The big deal this issue is the addition of new Aqualad Jackson Hyde to the book. He's front and centre on the main cover by penciller Khoi Pham and colourist Jim Charalamipidis. He shares the spotlight on Chris Burnham and Nathan Fairbairn's variant with Starfire. And the story officially starts, with the title and credits, when he appears on page 10.
It's what comes before that, though, that had me excited... page after page of the existing Titans members hanging out, swapping banter as a mystery bubbles in the background. There's Beast Boy and Robin exchanging pleasantries...
... the glorious anticipation of Gar's tofu platter...
... and plenty more. The fun continues as an alarm triggered at the San Francisco Titans Tower brings more of a nuisance than a threat, in the shape of a TV interviewer arranged by the limelight-loving Gar.
Writer Ben Percy straddles a line that has the members not breaking the Fourth Wall, but almost in on the joke. It makes for the best this book has been since it kicked off with a League of Assassins story that quickly became tiresome.
As for Jackson, introduced nearly a year ago in the DC Rebirth Special and unseen since then, he has potential; his water control powers and tattoos recall a pre-2011 version of Jackson, with the most obvious difference being newly blonded hair. Where previous Jackson has a girlfriend, this one has a boyfriend, Kenny... but not for long.
Kenny seems rather easily weirded out for a kid living in the DC Universe, which makes for a nice change; some people just want a quiet life and a person who hasn't yet come to terms with his sexuality isn't likely to be comfortable on the verges of the metahuman community. He's run off, but he's likely to live a lot longer. Maybe someone can introduce Jackson to that nice Bunker boy.
The mystery this issue involves people going missing in the waters of San Francisco Bay following a big breakout from a local jail. Events build nicely to a superb cliffhanger splash.

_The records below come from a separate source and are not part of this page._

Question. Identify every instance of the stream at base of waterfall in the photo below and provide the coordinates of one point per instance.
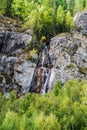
(41, 77)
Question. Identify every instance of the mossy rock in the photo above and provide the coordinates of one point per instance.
(7, 77)
(82, 70)
(70, 66)
(1, 78)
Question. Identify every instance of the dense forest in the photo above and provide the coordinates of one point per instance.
(64, 107)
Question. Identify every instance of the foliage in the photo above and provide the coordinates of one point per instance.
(47, 17)
(64, 108)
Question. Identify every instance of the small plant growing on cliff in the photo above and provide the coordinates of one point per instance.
(57, 87)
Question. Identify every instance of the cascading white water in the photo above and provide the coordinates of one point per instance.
(45, 70)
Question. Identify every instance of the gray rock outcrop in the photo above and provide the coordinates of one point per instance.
(69, 53)
(16, 71)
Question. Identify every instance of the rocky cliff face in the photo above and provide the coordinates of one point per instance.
(64, 59)
(69, 52)
(15, 70)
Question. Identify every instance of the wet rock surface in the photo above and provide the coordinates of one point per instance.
(69, 53)
(64, 58)
(16, 70)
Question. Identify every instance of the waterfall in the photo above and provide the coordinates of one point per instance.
(42, 72)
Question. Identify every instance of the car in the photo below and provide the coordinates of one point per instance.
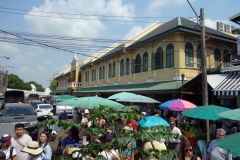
(34, 103)
(21, 113)
(42, 110)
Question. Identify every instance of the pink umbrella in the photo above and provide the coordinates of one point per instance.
(177, 105)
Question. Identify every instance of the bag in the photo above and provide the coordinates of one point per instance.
(17, 140)
(11, 151)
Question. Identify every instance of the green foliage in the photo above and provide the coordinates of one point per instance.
(16, 83)
(111, 115)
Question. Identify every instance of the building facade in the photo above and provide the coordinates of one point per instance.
(151, 63)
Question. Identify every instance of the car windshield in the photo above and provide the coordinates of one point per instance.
(16, 111)
(45, 107)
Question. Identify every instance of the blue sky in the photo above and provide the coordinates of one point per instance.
(40, 64)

Percy and Pham make a terrific team, with Pham nailing the comedy beats as accurately as the drama, whether it's the scary moments or the quieter concerns Jackson's mother has for her son. Veteran inker Wade Von Grawbadger keeps things looking sharp while the colours or Charalampidis are neither too bright nor too dull - on the porridge scale they're just right.
One of many great images homages George Perez's New Teen Titans #1 cover, and that feels appropriate as, six issues in, The Rise of Aqualad feels like a great new beginning for this series.